Within the general ability of all models to reproduce the trend segmented pattern of the process, some disagreements between model simulations and observations are anyway evident. Indeed, while the observed oscillatory trendless pattern is well captured by inmcm4, the nonlinear upward trending pattern is well captured by CNRM-CM5, especially from 1960 onwards, and, to a lesser extent, also by MIROC-ESM-CHEM. By contrast, inmcm4 experiences some difficulties in reproducing the nonlinearity of the long-term trending pattern, as it fails to capture the slightly decreasing warming pattern in the 1945–1970 “cooling” period. At multidecadal time scales, D4, MIROC-ESM-CHEM simulation output is very close to the corresponding oscillatory pattern of the observed temperature series until late 1950s, whereas inmcm4 is the best performing model from 1960 onwards.

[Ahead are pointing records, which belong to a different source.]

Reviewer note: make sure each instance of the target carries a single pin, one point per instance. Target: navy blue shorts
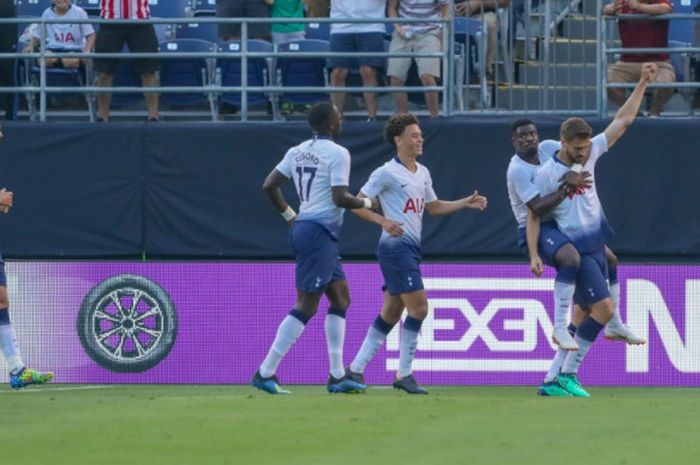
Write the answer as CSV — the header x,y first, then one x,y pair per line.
x,y
317,259
592,279
400,264
551,240
357,42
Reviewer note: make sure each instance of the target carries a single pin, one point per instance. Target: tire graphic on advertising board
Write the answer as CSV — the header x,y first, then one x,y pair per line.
x,y
127,323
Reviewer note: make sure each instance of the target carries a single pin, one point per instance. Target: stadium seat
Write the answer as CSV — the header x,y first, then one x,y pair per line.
x,y
31,7
208,31
319,31
204,7
229,71
187,72
169,8
302,71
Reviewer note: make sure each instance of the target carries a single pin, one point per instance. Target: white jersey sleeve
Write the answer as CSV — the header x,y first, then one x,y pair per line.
x,y
285,166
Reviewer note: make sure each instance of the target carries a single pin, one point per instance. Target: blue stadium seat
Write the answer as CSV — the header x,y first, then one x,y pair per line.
x,y
169,8
204,7
682,29
187,72
32,7
208,32
319,31
303,71
229,72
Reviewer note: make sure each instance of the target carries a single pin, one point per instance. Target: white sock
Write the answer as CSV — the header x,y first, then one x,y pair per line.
x,y
287,334
335,337
407,350
563,295
9,347
573,359
555,367
372,343
616,321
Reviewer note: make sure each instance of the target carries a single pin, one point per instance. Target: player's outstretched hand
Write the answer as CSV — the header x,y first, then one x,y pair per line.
x,y
648,72
477,201
536,266
393,228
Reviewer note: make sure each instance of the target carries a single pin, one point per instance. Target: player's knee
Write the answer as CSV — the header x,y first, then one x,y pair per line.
x,y
568,257
419,311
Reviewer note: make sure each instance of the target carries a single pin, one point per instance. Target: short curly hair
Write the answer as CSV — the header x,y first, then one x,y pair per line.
x,y
397,124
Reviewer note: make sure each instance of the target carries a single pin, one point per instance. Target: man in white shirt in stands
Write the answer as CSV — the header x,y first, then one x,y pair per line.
x,y
61,38
357,37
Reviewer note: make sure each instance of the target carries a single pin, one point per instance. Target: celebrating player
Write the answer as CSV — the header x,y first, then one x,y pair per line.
x,y
320,170
582,220
404,189
20,375
554,247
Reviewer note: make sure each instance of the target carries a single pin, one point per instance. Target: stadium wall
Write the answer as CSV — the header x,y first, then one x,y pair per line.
x,y
192,191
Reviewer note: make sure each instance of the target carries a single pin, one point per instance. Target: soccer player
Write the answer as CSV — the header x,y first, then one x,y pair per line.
x,y
555,247
582,220
320,170
404,189
20,375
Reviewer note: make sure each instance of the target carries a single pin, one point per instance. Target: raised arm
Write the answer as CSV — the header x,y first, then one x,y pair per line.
x,y
446,207
271,186
532,234
628,112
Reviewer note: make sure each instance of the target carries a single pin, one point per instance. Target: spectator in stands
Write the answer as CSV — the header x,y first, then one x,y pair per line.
x,y
243,9
140,39
418,38
318,8
485,11
357,37
641,34
8,39
61,38
287,32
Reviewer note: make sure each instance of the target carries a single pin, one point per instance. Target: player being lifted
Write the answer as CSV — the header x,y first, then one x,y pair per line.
x,y
404,189
554,248
320,170
20,375
581,219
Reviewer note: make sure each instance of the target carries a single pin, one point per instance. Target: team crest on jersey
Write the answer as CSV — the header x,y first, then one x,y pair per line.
x,y
414,205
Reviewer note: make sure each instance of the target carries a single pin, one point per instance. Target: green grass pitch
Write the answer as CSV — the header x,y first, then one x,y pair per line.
x,y
168,425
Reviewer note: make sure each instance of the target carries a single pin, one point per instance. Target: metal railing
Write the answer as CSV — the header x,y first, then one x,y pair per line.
x,y
606,51
446,88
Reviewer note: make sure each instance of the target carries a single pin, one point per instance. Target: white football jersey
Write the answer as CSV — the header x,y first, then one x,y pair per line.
x,y
403,195
316,166
520,178
580,217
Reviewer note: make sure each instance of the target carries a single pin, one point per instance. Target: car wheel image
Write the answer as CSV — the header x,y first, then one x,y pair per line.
x,y
127,323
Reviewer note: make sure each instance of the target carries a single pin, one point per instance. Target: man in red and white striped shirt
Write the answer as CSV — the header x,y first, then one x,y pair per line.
x,y
140,38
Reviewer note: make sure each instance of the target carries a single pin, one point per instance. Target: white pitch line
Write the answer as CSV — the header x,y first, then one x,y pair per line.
x,y
54,389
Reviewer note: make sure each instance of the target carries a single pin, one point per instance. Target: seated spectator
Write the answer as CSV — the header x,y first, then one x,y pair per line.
x,y
636,33
318,8
140,38
287,32
419,38
243,9
61,38
484,10
357,37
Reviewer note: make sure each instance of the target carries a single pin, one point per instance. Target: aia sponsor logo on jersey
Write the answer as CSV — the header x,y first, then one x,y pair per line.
x,y
414,205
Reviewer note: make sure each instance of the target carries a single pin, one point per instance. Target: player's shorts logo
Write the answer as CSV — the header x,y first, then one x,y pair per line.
x,y
127,323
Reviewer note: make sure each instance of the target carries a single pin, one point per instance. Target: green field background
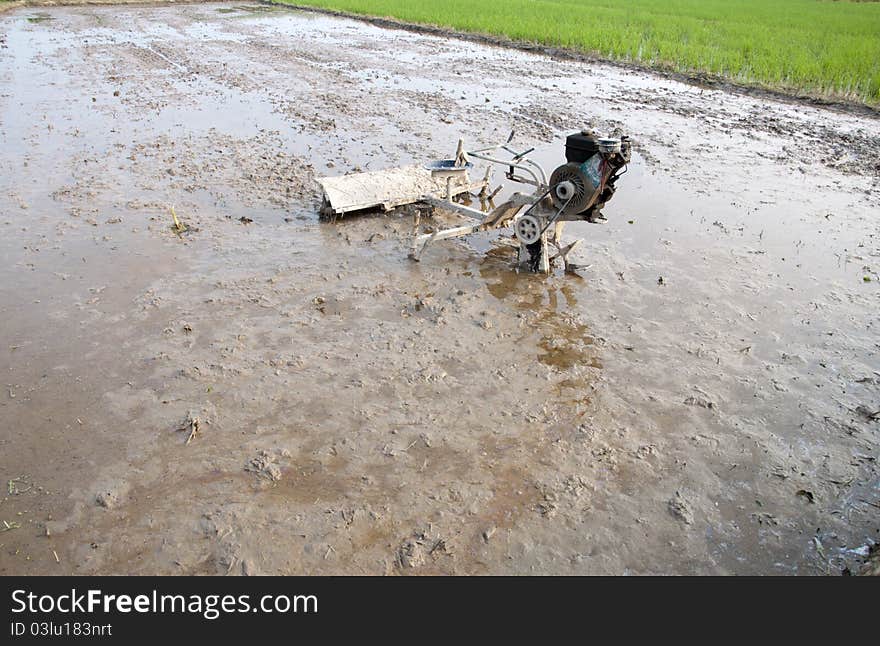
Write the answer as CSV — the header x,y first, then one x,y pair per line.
x,y
819,47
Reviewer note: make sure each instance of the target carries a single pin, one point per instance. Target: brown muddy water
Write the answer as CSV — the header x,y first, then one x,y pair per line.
x,y
363,414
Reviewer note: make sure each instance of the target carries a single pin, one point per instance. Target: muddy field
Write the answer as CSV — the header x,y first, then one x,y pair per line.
x,y
701,400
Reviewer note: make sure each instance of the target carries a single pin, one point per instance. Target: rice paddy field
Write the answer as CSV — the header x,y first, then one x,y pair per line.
x,y
818,47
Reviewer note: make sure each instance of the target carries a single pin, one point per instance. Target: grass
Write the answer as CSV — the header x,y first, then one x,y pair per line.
x,y
819,47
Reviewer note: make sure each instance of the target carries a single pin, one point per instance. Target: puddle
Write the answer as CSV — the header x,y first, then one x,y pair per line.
x,y
730,272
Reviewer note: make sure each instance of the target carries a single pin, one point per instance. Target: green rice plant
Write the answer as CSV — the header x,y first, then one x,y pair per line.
x,y
819,47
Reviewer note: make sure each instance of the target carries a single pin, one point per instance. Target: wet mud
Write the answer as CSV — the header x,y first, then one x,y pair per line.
x,y
702,399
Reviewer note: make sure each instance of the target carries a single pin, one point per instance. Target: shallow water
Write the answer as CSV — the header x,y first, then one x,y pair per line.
x,y
417,402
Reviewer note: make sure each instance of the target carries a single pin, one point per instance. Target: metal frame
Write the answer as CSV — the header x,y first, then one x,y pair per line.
x,y
508,213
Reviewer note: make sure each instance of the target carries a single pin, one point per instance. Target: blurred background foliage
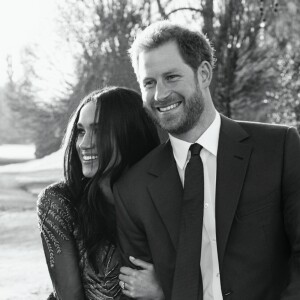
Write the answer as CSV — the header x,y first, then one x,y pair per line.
x,y
255,78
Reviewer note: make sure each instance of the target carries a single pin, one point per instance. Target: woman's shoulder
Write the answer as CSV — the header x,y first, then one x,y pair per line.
x,y
55,200
58,193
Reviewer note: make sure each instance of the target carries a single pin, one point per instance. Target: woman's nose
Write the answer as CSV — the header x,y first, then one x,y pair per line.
x,y
88,141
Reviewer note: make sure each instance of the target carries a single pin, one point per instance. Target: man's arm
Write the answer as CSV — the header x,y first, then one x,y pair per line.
x,y
291,209
132,240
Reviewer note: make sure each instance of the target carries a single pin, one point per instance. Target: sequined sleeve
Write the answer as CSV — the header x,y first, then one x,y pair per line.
x,y
56,224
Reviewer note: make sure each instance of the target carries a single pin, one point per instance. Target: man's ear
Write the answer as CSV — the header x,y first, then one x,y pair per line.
x,y
204,74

In sum, the very good performance of all models in capturing the nonlinear pattern of global warming from 1970 onwards suggests that current climate models are able to simulate the dominant features at longer term scales, the most important being the response to external forcing, particularly anthropogenic forcing such as GHG. Nonetheless, we show that the multiscale decomposition of observed and simulated series may be very useful for the comparison of models which show similar aggregate performances. When these performances differ considerably at different decomposition levels, model assessment can be further refined by the explicit location of model‐data disagreements across frequency and over time.

4 Conclusions

This paper evaluates the performance of CMIP5 climate model simulations using (continuous) wavelet coherence maps and scale-based (discrete) goodness of fit relative measures, such as the root mean square error (RMSE). Exploratory diagnostic graphical analysis suggests the existence of recurrent model-data (dis)agreements at different scales of variability, particularly high coherence at lower frequencies (and vice versa). This is consistent with the aim of the CMIP5 model experiment which is designed to explore the ability of models to predict climate on decadal and multidecadal time scales. Moreover, the RMSE comparison at different time scales allows to quantitatively evaluate the performance of alternative models, whereas the plots of wavelet decompositions of CMIP5 climate model simulations and temperature series, by explicitly locating model‐data disagreements in frequency and time, can provide descriptive and diagnostic information for model inter-comparison and the refinement of model development.

In terms of model/data comparison, we find that some models perform better than others at certain time scales and/or periods, but no individual model clearly emerges as “the best” overall model. Moreover, models displaying “similar” aggregate performance are shown to display quite different performances when analyzed at different time scales. In particular, we show that wavelet-based methods can increase the resolution of the assessment of the performance of competing models with respect to conventional evaluation strategies because of their ability to localize the timing of model–data disagreement on a scale-by-scale basis.

Since global climate simulation models encode the current understanding of the climate system with its interactions between processes (physical, biological, and chemical) and between components (atmosphere, ocean, sea ice, etc.,), the information regarding the scale and time at which model simulations do not match observations can help in identifying the essential problems of climate models. For instance, time–frequency localized model/data discrepancies can also be useful for model development by including or excluding certain processes or components of the climate system, the relative importance of which varies with the time scale of interest.